2. Description of the Prior Art
The manufacture of molded elements from elastomeric materials, such as,
synthetic and organic rubbers, as well as silicone rubbers, is well known.
In the manufacture of such materials, a thin extraneous membrane (called
"flashing") of the elastomer forms about the edges of the main body of the
molded part. In the finishing of the molded part, it is necessary that the
flashing be removed.
In the past, flashing was removed by manual methods which, of course,
proved to be extremely slow and economically unfeasible. Cryogenic
deflashing methods have been developed which utilize the principle that
the very thin flashing membranes freeze much more quickly than the body of
the molded element. When frozen, the flashing becomes extremely brittle,
and when impacted with other molded parts or appropriate media, e.g., sand
or other particulate material, the frozen, brittle flashing membrane
breaks cleanly at the edge of the molded element. This results in a smooth
surface, free from the undesirable flashing membrane.

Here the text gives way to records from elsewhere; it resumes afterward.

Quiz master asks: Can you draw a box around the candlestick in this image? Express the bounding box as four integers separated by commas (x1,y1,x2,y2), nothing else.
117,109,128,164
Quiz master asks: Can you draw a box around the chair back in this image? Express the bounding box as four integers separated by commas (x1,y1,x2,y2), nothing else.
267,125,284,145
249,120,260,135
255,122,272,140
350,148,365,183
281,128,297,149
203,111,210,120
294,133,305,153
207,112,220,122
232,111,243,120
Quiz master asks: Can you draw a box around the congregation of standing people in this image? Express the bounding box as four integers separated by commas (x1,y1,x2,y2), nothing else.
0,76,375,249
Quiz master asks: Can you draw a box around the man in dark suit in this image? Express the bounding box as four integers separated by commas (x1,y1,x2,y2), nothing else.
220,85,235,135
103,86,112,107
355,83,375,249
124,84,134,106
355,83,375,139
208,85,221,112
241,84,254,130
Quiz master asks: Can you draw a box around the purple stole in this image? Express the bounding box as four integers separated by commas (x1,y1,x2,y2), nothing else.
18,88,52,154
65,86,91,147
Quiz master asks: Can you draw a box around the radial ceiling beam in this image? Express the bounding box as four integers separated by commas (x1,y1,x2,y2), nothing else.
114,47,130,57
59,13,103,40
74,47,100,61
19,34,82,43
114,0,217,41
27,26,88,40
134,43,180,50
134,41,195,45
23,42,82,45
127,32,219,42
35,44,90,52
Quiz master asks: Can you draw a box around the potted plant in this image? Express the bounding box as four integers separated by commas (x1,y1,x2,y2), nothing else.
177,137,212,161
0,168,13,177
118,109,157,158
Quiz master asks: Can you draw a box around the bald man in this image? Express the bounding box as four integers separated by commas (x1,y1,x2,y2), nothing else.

The devices and methods used heretofore for cryogenic deflashing of such
elements have relied on quick freezing of the elements using extremely
cold temperatures, i.e., temperatures in the range from -32.degree. C. to
-150.degree. F. For this purpose, the art has used solid or liquefied
carbon dioxide or liquid nitrogen. Typically, the molded parts to be
deflashed are immersed in the solid or liquid carbon dioxide or liquid
nitrogen in a vessel which contains, if desired, an appropriate deflashing
media. The vessel is rotated or vibrated so as to cause impact between the
parts and/or media. The flashing membrane freezes to brittleness and
easily breaks away upon impact.
Because of the nature of the cryogenic materials, e.g., liquid nitrogen,
liquid carbon dioxide, and solid carbon dioxide, the devices for use with
such materials are necessarily relatively complicated and expensive.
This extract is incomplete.